I’ve recently been experimenting with the Zettelkasten method for organizing information gleaned from reading and other content I consume. I’m still getting the hang of it, but, boiled down to its essence, the general process is:
- Quickly capture any raw clippings that stand out to you (a quote, passage, etc) in an inbox.
- Process your inbox, rewriting the clipping in your own voice, adding your own thinking on it, directly quoting the piece, etc – and adding any tags or references to other notes.
- Save it to “permanent” storage, easily referenced by tag.
In hindsight, our approach to contact management that arose organically through years of user feedback was much the same, and it’s still something I strongly believe in as a strategy for managing your important relationships.
- Capture the interactions you have and people of any interest. This can be a hybrid of manual capture (note-taking, business card scanning), and automatic (inbox aggregation). The latter brings in everyone you talk to digitally, and the former can be reserved for more notable interactions (coffee meeting vs talking to the barista).
- At a later date, process and organize those relationships.
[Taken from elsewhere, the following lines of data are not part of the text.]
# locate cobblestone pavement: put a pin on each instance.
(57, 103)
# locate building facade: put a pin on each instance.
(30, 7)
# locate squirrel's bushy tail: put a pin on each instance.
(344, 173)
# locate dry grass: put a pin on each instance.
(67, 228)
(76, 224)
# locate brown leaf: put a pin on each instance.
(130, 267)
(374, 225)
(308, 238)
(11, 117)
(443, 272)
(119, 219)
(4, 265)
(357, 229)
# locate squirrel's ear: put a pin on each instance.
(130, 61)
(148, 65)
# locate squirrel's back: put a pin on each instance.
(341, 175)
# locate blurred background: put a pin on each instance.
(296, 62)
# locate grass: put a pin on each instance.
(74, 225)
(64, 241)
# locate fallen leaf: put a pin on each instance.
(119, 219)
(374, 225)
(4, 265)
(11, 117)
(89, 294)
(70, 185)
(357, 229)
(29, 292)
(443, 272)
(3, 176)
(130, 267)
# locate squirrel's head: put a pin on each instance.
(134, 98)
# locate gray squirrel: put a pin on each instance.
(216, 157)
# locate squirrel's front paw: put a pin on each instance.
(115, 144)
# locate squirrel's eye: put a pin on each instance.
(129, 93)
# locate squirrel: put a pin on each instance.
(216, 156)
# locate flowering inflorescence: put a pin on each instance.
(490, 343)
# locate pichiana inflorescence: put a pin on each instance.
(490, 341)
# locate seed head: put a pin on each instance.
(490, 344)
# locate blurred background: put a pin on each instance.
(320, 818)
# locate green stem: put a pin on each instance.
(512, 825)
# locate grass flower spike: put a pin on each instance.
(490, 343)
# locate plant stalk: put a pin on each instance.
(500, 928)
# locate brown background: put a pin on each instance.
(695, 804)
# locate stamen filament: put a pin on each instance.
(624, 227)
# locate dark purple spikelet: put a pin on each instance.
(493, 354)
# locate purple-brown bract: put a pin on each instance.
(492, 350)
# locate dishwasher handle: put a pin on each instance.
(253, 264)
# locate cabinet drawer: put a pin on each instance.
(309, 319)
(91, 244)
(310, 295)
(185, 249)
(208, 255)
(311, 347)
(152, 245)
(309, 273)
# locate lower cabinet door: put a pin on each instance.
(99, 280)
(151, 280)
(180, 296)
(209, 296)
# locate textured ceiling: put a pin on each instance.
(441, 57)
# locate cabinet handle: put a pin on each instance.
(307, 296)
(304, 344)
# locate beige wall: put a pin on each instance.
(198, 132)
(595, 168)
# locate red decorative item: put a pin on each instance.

A baseline filter is a decision on deleting/archiving a contact. From there, applying any organization to the contact (e.g. buckets, categories, groups, tags, location) and any additional information (notes, work history, to-dos) allows you to easily reference that relationship later.
- As this is being done in digitally, the “permanent” storage is already there. At a later point, you can leverage this database to identify people with common interests, desired skill sets, etc.